"January is the new week after Christmas."
I don't know who said it or where I read it, but I kind of dig this.
I'm not sure about you, but after a bustling month of December and a glorious extended celebration (with our whole family) of Christmastide to Epiphany, New Year's in the middle was hard to give proper annual attention to.
Finally settled back into routine just this week the initial inclination to feel behind dogs me. Why? Why do I allow this? Is someone watching the calendar or peering into my journal waiting for my resolutions, goals, intentions? Will I imminently fail 2025 if I don't have all my ducks in a row on January 1?
The answer is no, of course. I know you know this I'm just typing it here for my benefit.I do, however, believe in the discipline of writing things down. A year-end inventory to exit one year with a feeling of completion is a good place to start and enables launching into the next with intention and vigor.
Don't click away if you aren't a fan of New Year goals/resolutions or whatever word makes your skin crawl. Trust me to the end that I have your best interest at heart!
At the finish of 2023, I recorded successes and failures of the goals set the previous year. I had to dig out my journal to find them. Lesson learned - not a good practice to just write the list once as some hopes were forgotten by February.
Additionally, from the get-go I framed my intentions in hopes that keeping them in front of me would ensure a higher success rate.
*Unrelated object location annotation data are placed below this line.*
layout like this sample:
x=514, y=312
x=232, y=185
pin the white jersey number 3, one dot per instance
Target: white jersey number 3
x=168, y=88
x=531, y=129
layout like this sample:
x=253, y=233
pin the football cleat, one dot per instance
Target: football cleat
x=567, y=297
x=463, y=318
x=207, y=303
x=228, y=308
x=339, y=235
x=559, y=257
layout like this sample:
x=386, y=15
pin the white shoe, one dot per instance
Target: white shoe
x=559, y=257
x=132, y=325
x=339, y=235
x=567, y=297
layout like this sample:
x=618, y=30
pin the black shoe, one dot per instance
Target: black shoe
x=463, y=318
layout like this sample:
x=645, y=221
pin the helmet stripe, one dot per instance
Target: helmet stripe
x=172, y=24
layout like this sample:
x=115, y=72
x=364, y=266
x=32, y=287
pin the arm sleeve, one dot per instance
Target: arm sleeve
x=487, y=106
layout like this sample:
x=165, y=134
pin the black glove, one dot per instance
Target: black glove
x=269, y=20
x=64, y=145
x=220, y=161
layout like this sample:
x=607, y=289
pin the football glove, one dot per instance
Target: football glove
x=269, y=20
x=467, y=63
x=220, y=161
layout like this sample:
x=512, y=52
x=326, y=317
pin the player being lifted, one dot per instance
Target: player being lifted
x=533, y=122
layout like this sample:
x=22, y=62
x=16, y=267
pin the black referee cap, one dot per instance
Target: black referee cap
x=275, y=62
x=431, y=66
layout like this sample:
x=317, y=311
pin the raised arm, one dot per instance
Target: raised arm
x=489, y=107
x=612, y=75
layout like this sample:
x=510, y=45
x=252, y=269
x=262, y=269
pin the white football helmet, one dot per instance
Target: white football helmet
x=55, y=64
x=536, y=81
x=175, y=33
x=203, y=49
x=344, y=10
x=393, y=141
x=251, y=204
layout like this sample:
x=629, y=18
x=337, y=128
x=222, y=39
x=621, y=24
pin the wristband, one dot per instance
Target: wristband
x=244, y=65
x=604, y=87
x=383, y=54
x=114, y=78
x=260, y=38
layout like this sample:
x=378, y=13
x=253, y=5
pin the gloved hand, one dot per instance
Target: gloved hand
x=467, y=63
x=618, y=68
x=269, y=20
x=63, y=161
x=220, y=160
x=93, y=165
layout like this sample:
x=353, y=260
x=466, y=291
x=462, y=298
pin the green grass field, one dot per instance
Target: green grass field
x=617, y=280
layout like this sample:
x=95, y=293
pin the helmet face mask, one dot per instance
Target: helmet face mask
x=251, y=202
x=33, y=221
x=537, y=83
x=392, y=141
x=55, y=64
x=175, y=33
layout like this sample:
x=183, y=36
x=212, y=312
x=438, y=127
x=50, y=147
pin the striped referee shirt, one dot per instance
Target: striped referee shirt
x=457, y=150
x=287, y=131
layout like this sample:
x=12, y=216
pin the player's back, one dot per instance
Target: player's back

This was a good practice.
Did I still "fail" at about half of them? Yup. But because I set so many, I found a better probability of return.
It's good and right to keep track of successes which lead us to celebration and thanksgiving. Probably not too many of us record our failures alongside but I find it a kind of grace. A starting point for the next year. An evaluation asking, 'did this matter anyway?' Or a recommitment to give it another go. (Also, permission to not have to kill it every time, no one can reach this status.)
Lesson learned - second year in a row I vowed to use my cookbooks weekly and didn't. I have a myriad of them I love and cherish. But do I pull them out on the regular to select a tried and true? Ahem. Don't judge me. Who can resist the convenience and speed of Pinterest finds? At least I do that.
Consequently, perhaps I should resist carrying it over to 2025 endeavors. Does it really matter? Can life still be good and pleasurable and meaningful? My husband would respond, "That's fine - can we get rid of all these volumes now that take up so much space?" Get rid of my gorgeous hardbound recipe collection?!
Alas, this is why he and I will not be having this conversation.
What about you? Are you on it? Have you set in motion (in writing and action) some fresh initiatives for the year ahead? If you have, high five!
Or do you rarely turn the annual page with a plan to guide you? I hope you'll consider trying something new.
Remember it doesn't have to be so lofty it's unattainable. One of my favorite authors - whose book I read every winter - writes, "I scribble my list of promises. The ways I hope to be kind. To be gentle. To forgive. To try and try again."*
Character, not production perhaps?
Maybe you, like me, just need a bit of quiet time to look back with gratitude and resolve for all 2024 meant to you (make adjustments in expectations of self and others) and some stillness to wonder and dream about the future with appropriate growth-inducing challenges.
Embrace January for this purpose - as long as it takes. Let it do a finishing and beginning work in your soul.
Take a look at what you really want. How a life well-lived is defined as and move toward that with gusto. Don't worry about failure - it's imminent and shows you tried and that's a win.
Consider what might enrich your life. Add it. Subtract what won't. Make a little list. Check it twice. Frame it? Give yourself purpose and grace all year long.
I will steal more from my winter-appreciating mentor, a more contemplative direction:
Dear New Year, "...each new year demands my full and unwavering attention. Demands the full attention of all of us standing here on the cusp, filling our hearts and our imaginations with promises, vows, hopes, resolutions of the deepest kind.
I beg you, nascent year, to be gentle. I realize the gentle needs to come from deep inside me. I need to find the holy balm to steady me through rough waters to come. I'm bracing myself with double doses of those few things that have proven to be my salvation: prayer; silence; rampant and unheralded kindness; the rapt company of a rare few companions, deep in the act of holding up each other's hearts."*
Isn't that beautiful and pointed? You can steal it too. For a "successful" new year, we all need prayer, silence, kindness, a few trusted companions to hold each other up. Double doses! And Jesus to focus all our gaze on, our Savior, Brother, Keeper who prays for us daily (John 17:20-26).
Revelation 21:5 teaches us, "He is making all things new."
May that be said of you and me in the year ahead. Amen?
Let's revisit this in twelve months.